雑司ヶ谷高校 執筆部
治癒魔術
 師がズーデハーフェンシュタットから出発して二日、ソフィアは今日も朝一番で、アグネッタの様子を見に医務室にやってきた。顔や手を包帯で巻かれ、折れていた左腕は固定されたままだ。島から帰還してもう十一日経つが、変わりない光景だ。  ソフィアは、「おはよう」と、アグネッタに向かって声を掛ける。アグネッタは瞬きで返事をしているようだ。  ソフィアは、少し遅れて来た軍の医師や看護師とも少し話をする。彼らが去ってから、すこし時間が立ったろうか、見知らぬ男が医務室にやって来た。男はヴィット王国の特徴ある刺繍の付いた服を着ていた。  ソフィアは驚いて尋ねた。 「誰?」 「私は、ニクラス・ニストロームと言います。ヴィット王国の者です」。と男は言った。「詳しい話は後で。まずはヴィクストレームを治癒魔術で治します。その後、首都に急ぎます。あなたの師、ユルゲン・クリーガーが危ない」。  ソフィアは驚いて尋ねる。 「師が危ない?どういうことですか?」 「それは、首都に行く途中に話します」。  ニストロームは手をかざし、呪文を唱えた。何度も呪文を唱え三十分ばかりたっただろうか、アグネッタが急に起き上がって一声。 「この鬱陶しい包帯をやっと外せるわ」。  包帯の下のただれていた皮膚は完全に元に戻っている。腕の骨折も治ったようで、アグネッタは固定していた板を外して、床に投げ捨てた。  ソフィアは治癒魔術を始めて見みた。そして、驚いた。アグネッタの容態は完治には最低三か月は掛かると聞いていたのに、たかだか三十分で治してしまうとは。  ソフィアとアグネッタは急いで出発の準備をし、ルツコイに言って馬の用意をしてもらった。ルツコイは『師に危険が迫っている』と言っただけで、詳しく理由は話せなかったが、快く馬を貸してくれた。これは、普段から師が彼と友好的にやっているおかげだと思った。  ニストロームは街の外に馬を置いていて、そこから念動魔術で上空から城内に入ったと聞いた。そういえば城内は関係者以外立ち入り禁止だが、空から来たので、この部屋までたどり着けたのか。  三人はズーデハーフェンシュタットを出発し、馬を飛ばした。

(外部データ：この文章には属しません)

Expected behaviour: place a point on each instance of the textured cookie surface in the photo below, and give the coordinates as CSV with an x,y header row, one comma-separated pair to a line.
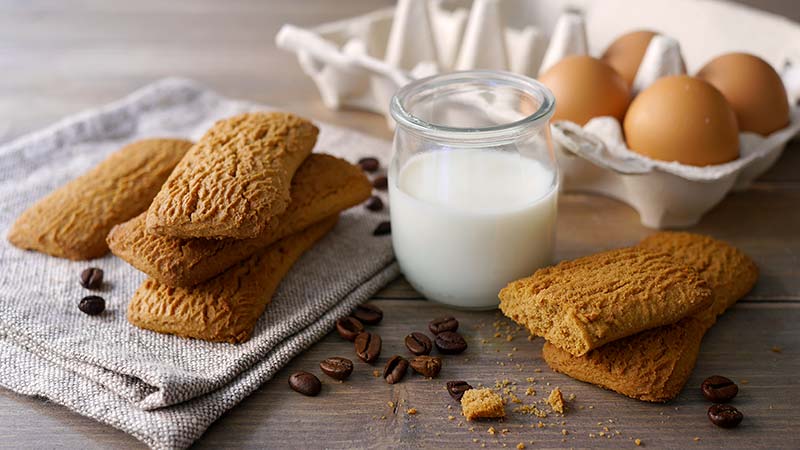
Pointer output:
x,y
73,221
582,304
727,270
654,365
234,179
322,186
225,308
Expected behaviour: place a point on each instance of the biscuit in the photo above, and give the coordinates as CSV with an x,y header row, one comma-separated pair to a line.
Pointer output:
x,y
482,404
322,186
225,308
654,365
234,179
73,221
582,304
727,270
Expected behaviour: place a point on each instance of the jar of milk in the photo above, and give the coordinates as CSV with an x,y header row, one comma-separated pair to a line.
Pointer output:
x,y
473,184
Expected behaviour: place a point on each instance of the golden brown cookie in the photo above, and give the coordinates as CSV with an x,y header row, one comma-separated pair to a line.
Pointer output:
x,y
654,365
73,221
235,179
582,304
323,185
225,308
482,404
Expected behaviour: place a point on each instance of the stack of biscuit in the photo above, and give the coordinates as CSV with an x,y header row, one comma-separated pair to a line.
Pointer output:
x,y
632,320
215,224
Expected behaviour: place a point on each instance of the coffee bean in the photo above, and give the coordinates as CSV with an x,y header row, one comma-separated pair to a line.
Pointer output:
x,y
305,383
443,324
383,229
725,416
349,327
380,182
450,342
92,305
368,346
369,164
337,367
456,389
92,278
368,314
374,203
719,389
428,366
418,343
395,369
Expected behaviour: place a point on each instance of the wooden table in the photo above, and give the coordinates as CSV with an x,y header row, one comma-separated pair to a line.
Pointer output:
x,y
59,57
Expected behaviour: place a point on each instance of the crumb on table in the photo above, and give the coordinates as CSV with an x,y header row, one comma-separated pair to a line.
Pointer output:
x,y
556,400
482,403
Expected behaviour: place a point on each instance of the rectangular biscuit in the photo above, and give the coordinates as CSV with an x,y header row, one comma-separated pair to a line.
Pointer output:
x,y
234,179
654,365
225,308
582,304
73,221
323,185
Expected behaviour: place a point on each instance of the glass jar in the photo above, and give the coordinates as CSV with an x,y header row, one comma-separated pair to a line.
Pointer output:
x,y
473,184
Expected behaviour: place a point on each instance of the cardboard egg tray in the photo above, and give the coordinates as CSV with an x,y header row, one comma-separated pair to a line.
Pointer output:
x,y
360,62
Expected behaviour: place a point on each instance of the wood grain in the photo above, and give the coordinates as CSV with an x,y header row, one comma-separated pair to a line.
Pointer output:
x,y
60,57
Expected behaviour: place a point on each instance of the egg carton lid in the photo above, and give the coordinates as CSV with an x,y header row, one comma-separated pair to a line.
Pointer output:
x,y
360,62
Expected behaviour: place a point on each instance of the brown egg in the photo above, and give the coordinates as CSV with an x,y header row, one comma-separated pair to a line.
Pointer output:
x,y
753,88
585,87
626,53
684,119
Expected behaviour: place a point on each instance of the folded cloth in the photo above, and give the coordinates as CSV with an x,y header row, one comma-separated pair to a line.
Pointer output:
x,y
162,389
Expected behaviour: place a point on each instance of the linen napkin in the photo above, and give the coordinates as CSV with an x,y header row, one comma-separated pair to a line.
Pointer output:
x,y
162,389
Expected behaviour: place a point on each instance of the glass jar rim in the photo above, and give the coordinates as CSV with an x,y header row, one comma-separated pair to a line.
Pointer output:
x,y
502,131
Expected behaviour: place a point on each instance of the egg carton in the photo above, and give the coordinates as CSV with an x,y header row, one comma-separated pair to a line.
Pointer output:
x,y
360,62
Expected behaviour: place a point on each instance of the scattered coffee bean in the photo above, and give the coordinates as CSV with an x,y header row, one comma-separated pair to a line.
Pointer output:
x,y
383,229
725,416
380,182
443,324
419,344
427,366
368,346
395,369
369,164
368,314
456,389
719,389
305,383
349,327
450,342
92,305
92,278
374,203
337,367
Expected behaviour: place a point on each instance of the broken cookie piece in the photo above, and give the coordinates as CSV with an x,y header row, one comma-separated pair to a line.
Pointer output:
x,y
482,404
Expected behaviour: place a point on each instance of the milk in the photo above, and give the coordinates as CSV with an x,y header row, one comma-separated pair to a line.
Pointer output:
x,y
466,222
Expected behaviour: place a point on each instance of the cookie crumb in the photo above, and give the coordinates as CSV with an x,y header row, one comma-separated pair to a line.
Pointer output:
x,y
556,401
482,403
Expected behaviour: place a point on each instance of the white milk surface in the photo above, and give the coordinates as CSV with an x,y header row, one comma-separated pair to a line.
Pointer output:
x,y
466,222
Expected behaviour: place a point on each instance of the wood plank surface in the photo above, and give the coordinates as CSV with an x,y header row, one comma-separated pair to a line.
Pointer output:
x,y
60,57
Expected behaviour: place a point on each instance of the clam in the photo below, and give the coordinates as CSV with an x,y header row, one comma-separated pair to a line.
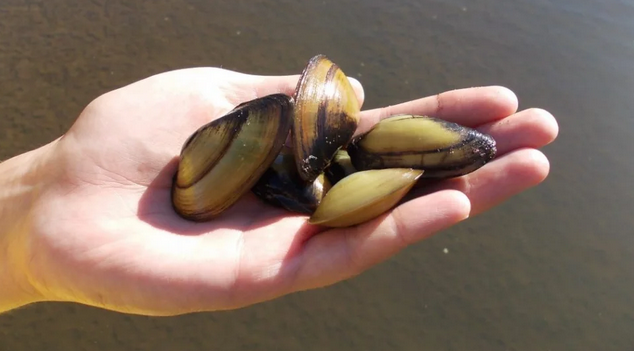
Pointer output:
x,y
364,195
282,186
337,180
222,160
442,149
326,116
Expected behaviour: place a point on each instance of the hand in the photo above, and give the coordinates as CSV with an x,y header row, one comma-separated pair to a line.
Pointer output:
x,y
102,231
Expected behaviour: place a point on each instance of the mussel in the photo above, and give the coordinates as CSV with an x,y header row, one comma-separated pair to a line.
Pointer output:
x,y
282,186
364,195
222,160
326,116
442,149
337,180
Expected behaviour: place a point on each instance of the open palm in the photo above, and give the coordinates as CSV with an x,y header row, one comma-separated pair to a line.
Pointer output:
x,y
106,234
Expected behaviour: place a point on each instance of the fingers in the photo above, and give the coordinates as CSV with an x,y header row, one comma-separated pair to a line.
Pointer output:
x,y
342,253
266,85
494,183
470,107
532,128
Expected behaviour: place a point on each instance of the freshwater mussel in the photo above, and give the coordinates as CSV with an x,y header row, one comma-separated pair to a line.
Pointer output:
x,y
338,180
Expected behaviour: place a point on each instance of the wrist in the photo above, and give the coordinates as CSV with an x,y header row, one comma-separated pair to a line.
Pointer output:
x,y
22,180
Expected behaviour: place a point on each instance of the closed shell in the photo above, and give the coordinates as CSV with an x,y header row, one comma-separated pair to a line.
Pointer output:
x,y
363,196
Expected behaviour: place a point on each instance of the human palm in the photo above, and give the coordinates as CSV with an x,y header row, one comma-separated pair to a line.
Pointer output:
x,y
106,234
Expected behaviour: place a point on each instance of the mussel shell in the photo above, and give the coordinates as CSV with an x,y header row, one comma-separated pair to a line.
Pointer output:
x,y
363,196
282,186
340,167
222,160
442,149
326,116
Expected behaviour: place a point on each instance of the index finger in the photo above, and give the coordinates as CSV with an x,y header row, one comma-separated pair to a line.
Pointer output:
x,y
470,107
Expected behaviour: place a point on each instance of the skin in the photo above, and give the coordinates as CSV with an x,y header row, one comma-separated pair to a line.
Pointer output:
x,y
87,218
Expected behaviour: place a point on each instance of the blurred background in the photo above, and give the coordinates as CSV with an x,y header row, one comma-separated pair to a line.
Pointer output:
x,y
549,270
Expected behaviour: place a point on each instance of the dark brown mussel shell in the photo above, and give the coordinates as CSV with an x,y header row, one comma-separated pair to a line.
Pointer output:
x,y
282,186
340,167
326,116
222,160
442,149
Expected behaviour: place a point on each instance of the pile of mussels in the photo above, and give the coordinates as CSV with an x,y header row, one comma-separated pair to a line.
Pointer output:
x,y
338,180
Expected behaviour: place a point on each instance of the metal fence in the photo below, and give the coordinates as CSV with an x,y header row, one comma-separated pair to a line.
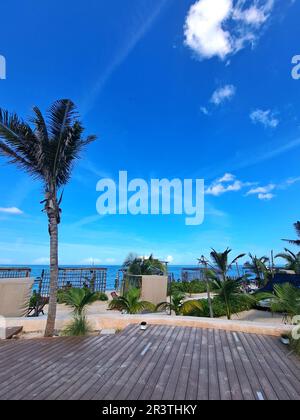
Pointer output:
x,y
130,281
190,274
14,273
92,278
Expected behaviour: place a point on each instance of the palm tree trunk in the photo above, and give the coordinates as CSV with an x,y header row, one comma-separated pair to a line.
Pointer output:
x,y
53,231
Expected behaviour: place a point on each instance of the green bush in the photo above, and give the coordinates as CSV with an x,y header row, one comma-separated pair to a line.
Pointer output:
x,y
219,308
193,287
295,345
101,296
61,296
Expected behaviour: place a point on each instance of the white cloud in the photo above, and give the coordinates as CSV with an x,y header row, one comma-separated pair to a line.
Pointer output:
x,y
204,110
225,184
42,261
91,261
266,118
266,197
227,178
10,210
220,28
262,190
222,94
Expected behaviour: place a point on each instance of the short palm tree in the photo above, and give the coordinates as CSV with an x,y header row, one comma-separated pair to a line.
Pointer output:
x,y
285,299
78,299
297,241
230,294
292,259
46,149
130,303
258,266
178,305
222,263
144,266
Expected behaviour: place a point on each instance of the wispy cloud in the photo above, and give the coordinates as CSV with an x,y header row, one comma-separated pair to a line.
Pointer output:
x,y
225,184
11,210
221,28
263,193
142,27
267,118
223,94
266,192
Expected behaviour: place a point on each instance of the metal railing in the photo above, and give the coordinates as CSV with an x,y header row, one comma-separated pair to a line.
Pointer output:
x,y
92,278
13,272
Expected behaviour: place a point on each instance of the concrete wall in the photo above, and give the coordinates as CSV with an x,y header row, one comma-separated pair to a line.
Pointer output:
x,y
118,321
154,289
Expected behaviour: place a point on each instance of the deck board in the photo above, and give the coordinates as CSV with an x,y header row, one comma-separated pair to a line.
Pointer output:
x,y
161,363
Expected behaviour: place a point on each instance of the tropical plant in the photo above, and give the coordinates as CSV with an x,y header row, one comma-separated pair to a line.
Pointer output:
x,y
78,299
222,263
130,303
46,148
144,266
297,241
178,305
292,259
258,266
230,294
286,299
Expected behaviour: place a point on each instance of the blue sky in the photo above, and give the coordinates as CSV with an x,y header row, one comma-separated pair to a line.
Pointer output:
x,y
185,89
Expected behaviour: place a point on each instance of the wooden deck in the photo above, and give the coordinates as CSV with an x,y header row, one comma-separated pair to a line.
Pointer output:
x,y
161,363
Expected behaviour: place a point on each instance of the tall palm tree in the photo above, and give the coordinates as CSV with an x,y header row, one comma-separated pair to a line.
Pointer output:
x,y
46,149
258,266
222,263
297,241
292,259
286,298
230,294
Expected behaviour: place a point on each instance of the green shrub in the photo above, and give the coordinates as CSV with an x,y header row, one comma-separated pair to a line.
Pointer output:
x,y
101,296
219,308
193,287
61,296
295,345
78,327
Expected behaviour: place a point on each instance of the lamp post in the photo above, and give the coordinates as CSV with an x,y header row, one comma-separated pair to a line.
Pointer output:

通常四日の行程のところを、馬を昼夜構わず、かなり急がせれば二日でなんとかたどり着ける。  途中、モルデンで一泊した際、ソフィアは、ニストロームに詳しい話を聞いた。  二日目の夕方、三人は首都・アリーグラードに到着した。しかし、門の衛兵を突破するのは面倒だ。三人は街壁の外から念動魔術で、空から城に向かった。  そして、城を見ると上部が崩れているところがあった。どうやら、あそこで戦いが行われているようだったので、そこへ向かう。三人が上空から見た光景は、チューリンが念動魔術で天井と壁を破壊し、その瓦礫を使って攻撃している姿だった。  師は無事だろうか、ソフィアに不安がよぎる。  三人はチューリンに攻撃を開始した。